The government and the Opposition are on the same page when it concerns the progress of Phunatshangchhu hydroelectric project I (PHPA I).
Foreign minister, Dr Tandi Dorji during the recent press conference said that the cost at PHPA I has escalated three-folds. “I would like to agree that we should make a formal decision to see whether we should continue with this project,” he said.
However, the minister said that discontinuing the works would also have major financial implications. “There have already been huge investments. Almost 60 to 80 percent of the work is completed,” he said. “If we undo it also, so much investment would have gone to waste. So we have to review to see if we can get some clear timelines with very little escalation in the cost. Then I think it is in our best interest to continue with it.”
In an earlier press conference, Opposition Leader, Pema Gyamtsho (PhD) also expressed concerns on the issue. He said that several experts including those from Europe have been consulted on the project.
He said that if the experts are not able to say anything definite or guarantee on the geological stability of the PHPA I project, it would be better to hold the project at the current stage instead of spending millions and billions more only to find out that the project would not be useful.
Pema Gyamtsho said the Opposition has supported the National Council’s recommendation to conduct a through study by experts and that the government should take a decision based on their recommendations.
He said that no one could be blamed for the current issue, including the people who planned it and those who initiated the project. “No one can know what’s happening 30 or 50 metres below the surface,” he said. “The very term geological surprise, means that it is a surprise.”

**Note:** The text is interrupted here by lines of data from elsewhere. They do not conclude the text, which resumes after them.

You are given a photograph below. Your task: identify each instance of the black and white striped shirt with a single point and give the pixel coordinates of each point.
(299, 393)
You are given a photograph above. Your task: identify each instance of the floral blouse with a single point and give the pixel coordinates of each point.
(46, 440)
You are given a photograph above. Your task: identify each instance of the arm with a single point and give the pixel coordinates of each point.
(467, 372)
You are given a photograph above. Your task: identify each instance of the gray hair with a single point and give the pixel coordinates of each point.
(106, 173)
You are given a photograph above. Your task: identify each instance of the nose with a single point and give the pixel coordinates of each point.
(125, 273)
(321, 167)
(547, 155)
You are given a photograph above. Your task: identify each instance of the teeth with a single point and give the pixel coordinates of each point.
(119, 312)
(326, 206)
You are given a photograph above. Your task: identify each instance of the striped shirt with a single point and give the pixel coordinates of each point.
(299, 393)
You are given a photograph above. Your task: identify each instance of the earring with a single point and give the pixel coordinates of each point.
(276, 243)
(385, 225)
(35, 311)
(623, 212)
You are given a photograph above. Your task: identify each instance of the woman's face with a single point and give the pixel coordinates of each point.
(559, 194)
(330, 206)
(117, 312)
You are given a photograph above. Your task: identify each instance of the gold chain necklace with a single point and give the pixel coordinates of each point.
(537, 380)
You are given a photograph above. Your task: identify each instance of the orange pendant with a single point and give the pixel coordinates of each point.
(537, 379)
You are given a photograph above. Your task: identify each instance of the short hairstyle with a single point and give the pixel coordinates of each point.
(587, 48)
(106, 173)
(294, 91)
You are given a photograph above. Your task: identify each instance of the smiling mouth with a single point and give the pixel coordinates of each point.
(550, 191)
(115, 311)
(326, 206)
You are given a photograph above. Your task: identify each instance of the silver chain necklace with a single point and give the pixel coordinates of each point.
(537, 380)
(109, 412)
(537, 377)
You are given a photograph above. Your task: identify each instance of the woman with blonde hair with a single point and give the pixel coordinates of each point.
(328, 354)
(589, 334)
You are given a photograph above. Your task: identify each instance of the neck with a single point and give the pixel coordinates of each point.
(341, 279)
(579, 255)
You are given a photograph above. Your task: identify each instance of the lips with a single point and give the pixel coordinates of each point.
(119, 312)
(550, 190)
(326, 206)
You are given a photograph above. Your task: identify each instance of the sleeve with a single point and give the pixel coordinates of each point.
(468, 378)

However, if there are more surprises ahead, the Opposition leader said that perhaps it would be better to discontinue the project. There already is a mounting debt and pumping in more money in a project which has been associated with several issues would only cost the country and its people, he added.
The construction of the PHPA I started in November 2008 and was supposed to complete by November 2016. Delays mainly caused by major landslides on multiple occasions and stabilisation measures on the right bank of the river have today pushed the commissioning date to 2024.
The project cost has escalated from Nu 35 billion (B) to Nu 93.7B.
Meanwhile, the foreign minister said that the government is confident to complete PHPA II project before the end of their tenure. “At the earliest, the target is 2021. But definitely by 2022,” he said. “That we’ll do. As our Prime Minister has repeatedly said, he has put a huge responsibility on the economic affairs minister.”
Lyonpo said that the government is working closely with the Indian counterparts. “These issues are also being taken up by the Indian government,” he said. “They are also committed to ensuring that at least the PHPA projects are completed. We are correcting and taking many decisions to make sure that it is completed on time.”